Worth noting, Enbridge recently reported that its most significant project is the most contested item on its project agenda. Accordingly, the $2.6-billion Minnesota leg in its Line 3 oil pipe replacement project has stayed on track by defeating court challenges. Besides, it has been surviving right-of-way protest rallies.
Thus, Monaco continued, “with the Canadian, North Dakota and Wisconsin segments complete, and Minnesota construction progressing well; we indeed expect Line 3 to be fully in service during the fourth quarter. Noteworthy, Line 3 is first and foremost a critical integrity project that will improve safety and further reduce environmental risks.”
As Natural Gas Intelligence reports, Enbridge expects financial gains from the project by the end of this year; particularly, as shippers pay tolls to use the new pipe that will add 370,000 barrels daily to Line 3 capacity.
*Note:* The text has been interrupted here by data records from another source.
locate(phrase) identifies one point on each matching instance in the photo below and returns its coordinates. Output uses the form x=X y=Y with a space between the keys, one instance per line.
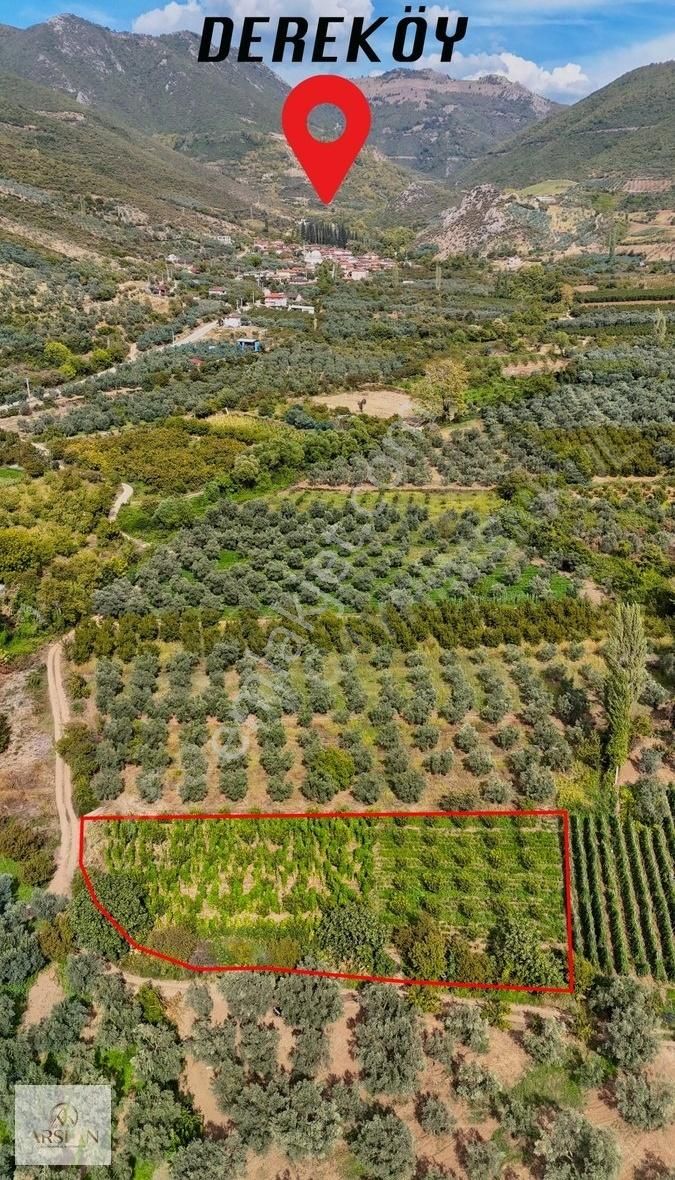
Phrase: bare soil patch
x=635 y=1146
x=379 y=402
x=27 y=765
x=43 y=997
Specifically, this will be possible by enabling it to restore full operating pressure after a decade of safety restrictions on the old conduit.
Earnings in the energy transition
Lastly, Monaco added that Enbridge continues to advance a C$17-billion array of pipeline, gas utility, hydrogen, and renewable power projects across Canada and the United States. Besides, it will continue working on its ongoing plan overseas in France.
Accordingly, this portfolio includes early forays into “self-power” conversions of the Enbridge network. Specifically, they use electric hardware energized by wind turbines, adapting to evolving climate change policy aiming to reduce greenhouse gas emissions.
Finally, NGI reported that Enbridge booked earnings of C$3.294 billion ($2.635 billion) or C$1.63/share ($1.30/share) for the first six months of this year. Moreover, the company’s performance to date in 2021 is a 15-fold increase from earnings of C$218 million ($174.4 million); or 10 Canadian cents/share (eight cents/share) in the first-half 2020 economic slump inflicted by the Covid-19 pandemic.